Southampton Press / Opinion / Letters / 1728828

We Are The Hope

There is great news afoot. Or, I might say, there is great news underfoot.

With the film “Kiss The Ground,” which the Southampton Arts Center, along with Drawdown East End, brought to the community last week, along with a panel, “The Great East End Soil and Sea Carbon Sequestration Conversation,” we now know the incredibly powerful impact our soil and seas have on planetary health. Now we know that we personally have dynamic tools at our fingertips, in our own yards and with the choices of the food we buy, to be forces for good.

The minute we switch from our old ways to new ways, we switch from being the problem to being the solution. Eureka!

During the panel, moderated by Drawdown East End’s Mary Morgan, we learned of landscape architect Edwina Von Gal’s “Perfect Earth Project” and her just-launching “2/3 For The Birds.” They give tours to learn best practices as well as have internships in development.

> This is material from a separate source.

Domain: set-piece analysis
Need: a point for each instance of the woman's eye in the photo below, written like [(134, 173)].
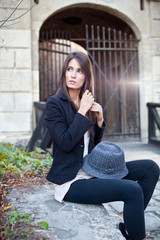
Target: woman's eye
[(69, 69), (80, 71)]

Chris Gobler, Ph.D., of the Stony Book Southampton Marine Sciences Center regaled us with amazing statistics of the power of fast-growing seaweed, which we can eat or use as fertilizer, to sequester carbon better than any land plant.

From Cornell Cooperative Extension Agency, Deborah Aller, Ph.D., shared educational offerings that she presents to farmers, including the new practice of no- or low-tillage farming. And she introduced mind-blowing data on the carbon sequestering benefits of bio-char, which we can use in our own landscapes without the harmful consequences of commercial fertilizers.

And we were roused by the regenerative practices of Mim Edelman, Slow Food East End board member and 2019 winner of the national Snail Blazer Award for biodiversity. She farms in Orient at her I & Me Farm.

As we incorporate these practices, no more festering about what we can do. Between the power of the purse to buy regeneratively produced meats and vegetables, and personal landscape methods, we are the hope for the future. We will move to one planet living together.

You can view “Kiss The Ground” on Netflix. You can find the panel video on the Southampton Arts Center YouTube channel. Or you can join a Rogers Memorial Library watch party with a follow-up live panel on December 2.

Special thanks to the Southampton Arts Center for the pivotal programs they bring to our community.